RecensieBoeken
Emily St. John Mandel brengt je op meesterlijke wijze naar de maan en terug
Het briljante Zee van rust werd tijdens de coronacrisis geschreven. Of hoe de Canadese Emily St. John Mandel bij al het historische en futuristische geweld tóch dicht bij huis blijft.
Het boek speelt onder meer in Brits-Columbia anno 1912, op planeet Aarde in de 23ste eeuw en op een maankolonie weer twee eeuwen later. Maar overdrachtelijk gesproken bleef Mandel evengoed behoorlijk dicht bij huis.
Het verhaal begint in 1912, wanneer de adellijke Britse banneling Edward St. Andrew in de Canadese bossen de schrik van zijn leven krijgt. Even wordt het pikdonker, er klinkt vioolmuziek, menselijk geroezemoes en dan ‘een nog nooit eerder gehoord geluid...’

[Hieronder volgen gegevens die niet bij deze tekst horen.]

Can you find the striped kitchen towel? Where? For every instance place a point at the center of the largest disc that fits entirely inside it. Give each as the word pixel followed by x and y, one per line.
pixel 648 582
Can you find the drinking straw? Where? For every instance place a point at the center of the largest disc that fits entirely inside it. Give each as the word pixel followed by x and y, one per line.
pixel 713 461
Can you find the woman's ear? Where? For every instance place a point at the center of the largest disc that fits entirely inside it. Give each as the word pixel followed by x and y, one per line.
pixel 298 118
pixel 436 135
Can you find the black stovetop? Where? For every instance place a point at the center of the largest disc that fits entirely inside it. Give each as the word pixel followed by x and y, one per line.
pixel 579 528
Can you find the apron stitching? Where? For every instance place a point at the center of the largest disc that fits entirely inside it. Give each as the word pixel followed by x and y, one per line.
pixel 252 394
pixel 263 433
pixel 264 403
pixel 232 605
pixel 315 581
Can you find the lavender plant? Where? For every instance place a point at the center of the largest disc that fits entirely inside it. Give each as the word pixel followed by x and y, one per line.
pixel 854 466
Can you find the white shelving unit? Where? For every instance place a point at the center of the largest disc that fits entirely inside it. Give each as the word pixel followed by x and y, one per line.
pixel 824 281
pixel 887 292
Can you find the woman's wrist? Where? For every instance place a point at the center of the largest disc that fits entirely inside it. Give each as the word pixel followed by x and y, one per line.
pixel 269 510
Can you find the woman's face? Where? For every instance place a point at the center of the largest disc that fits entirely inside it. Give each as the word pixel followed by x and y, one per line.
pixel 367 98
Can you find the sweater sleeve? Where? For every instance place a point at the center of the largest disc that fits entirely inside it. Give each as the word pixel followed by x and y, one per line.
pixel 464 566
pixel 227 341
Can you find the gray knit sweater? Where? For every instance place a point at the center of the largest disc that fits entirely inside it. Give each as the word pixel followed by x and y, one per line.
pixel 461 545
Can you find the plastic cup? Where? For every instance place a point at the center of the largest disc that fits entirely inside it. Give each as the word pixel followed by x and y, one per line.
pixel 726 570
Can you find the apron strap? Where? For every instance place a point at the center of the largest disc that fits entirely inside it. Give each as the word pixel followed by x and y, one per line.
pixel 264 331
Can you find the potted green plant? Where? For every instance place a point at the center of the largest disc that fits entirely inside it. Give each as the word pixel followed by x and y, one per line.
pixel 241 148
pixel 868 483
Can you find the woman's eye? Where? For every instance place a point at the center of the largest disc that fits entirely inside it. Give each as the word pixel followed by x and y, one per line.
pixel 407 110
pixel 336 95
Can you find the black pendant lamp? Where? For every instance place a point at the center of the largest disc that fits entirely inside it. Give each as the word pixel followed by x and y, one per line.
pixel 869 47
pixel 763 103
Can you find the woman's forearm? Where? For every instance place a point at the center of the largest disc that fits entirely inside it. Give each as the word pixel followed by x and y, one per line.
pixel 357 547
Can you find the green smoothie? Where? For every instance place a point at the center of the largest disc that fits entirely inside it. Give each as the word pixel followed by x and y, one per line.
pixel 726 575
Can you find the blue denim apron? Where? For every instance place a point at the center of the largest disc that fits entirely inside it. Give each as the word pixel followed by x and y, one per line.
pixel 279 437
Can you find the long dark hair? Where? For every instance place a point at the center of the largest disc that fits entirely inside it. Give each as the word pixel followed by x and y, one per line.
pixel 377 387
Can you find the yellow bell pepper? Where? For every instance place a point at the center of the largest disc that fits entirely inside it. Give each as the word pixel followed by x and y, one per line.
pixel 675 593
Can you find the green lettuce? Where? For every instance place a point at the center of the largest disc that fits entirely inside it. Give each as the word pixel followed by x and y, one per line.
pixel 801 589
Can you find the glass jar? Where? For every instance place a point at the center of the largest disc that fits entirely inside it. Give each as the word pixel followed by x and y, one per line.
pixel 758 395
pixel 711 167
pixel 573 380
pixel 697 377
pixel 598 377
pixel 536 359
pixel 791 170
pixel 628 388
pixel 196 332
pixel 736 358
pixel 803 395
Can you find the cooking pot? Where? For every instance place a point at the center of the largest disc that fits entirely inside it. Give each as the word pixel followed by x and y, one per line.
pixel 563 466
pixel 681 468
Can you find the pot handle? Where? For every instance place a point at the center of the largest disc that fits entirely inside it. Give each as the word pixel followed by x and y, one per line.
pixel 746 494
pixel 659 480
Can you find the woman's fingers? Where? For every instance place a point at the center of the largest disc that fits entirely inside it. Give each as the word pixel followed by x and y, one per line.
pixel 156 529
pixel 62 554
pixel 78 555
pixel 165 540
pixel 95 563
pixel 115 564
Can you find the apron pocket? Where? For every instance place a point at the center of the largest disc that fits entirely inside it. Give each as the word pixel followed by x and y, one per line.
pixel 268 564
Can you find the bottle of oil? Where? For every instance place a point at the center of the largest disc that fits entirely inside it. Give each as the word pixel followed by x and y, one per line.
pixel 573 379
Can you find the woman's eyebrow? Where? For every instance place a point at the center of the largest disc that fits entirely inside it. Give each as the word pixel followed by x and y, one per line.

Een ontregelende flitservaring die uiteenlopende personages vervolgens óók min of meer hebben. Van een videokunstenares en haar componerende broer eind 20ste eeuw tot personage Olive Llewellyn, die tweehonderd jaar later tijdens een promotietournee op Aarde wegens covidachtige toestanden niet terug kan naar haar maanthuis.
Lang blijft het een raadselachtig verschijnsel. Tot de tijdreizende onderzoeker Gaspery-Jacques Roberts zich richt op deze ‘anomalie’ en de mensen die haar meemaakten. Zijn bevindingen, gevat in een ingenieuze, aan David Mitchells Wolkenatlas (2004) herinnerende matroesjka- structuur waarin we vanaf de jaren 2400 weer teruggaan in de tijd, zullen we hier niet onthullen. Maar ze leveren een verrassende en onverwacht bevredigende ontknoping op.
Hoe Mandel bij al dat historische en futuristische geweld tóch dicht bij huis bleef? Via Olive Llewellyn schrijft ze overduidelijk over haar eigen auteurservaringen. En twee centrale personages, Vincent en Paul Smith, zullen haar trouwe lezers zich herinneren uit Het glazen huis (2021), een roman waarin Mandel ook al speelde met het idee van parallelle werkelijkheden en de fluïditeit van de tijd.
Haar oeuvre krijgt zo steeds meer van een samenhangend literair multiversum. Nu al benieuwd naar de volgende verkenningstocht.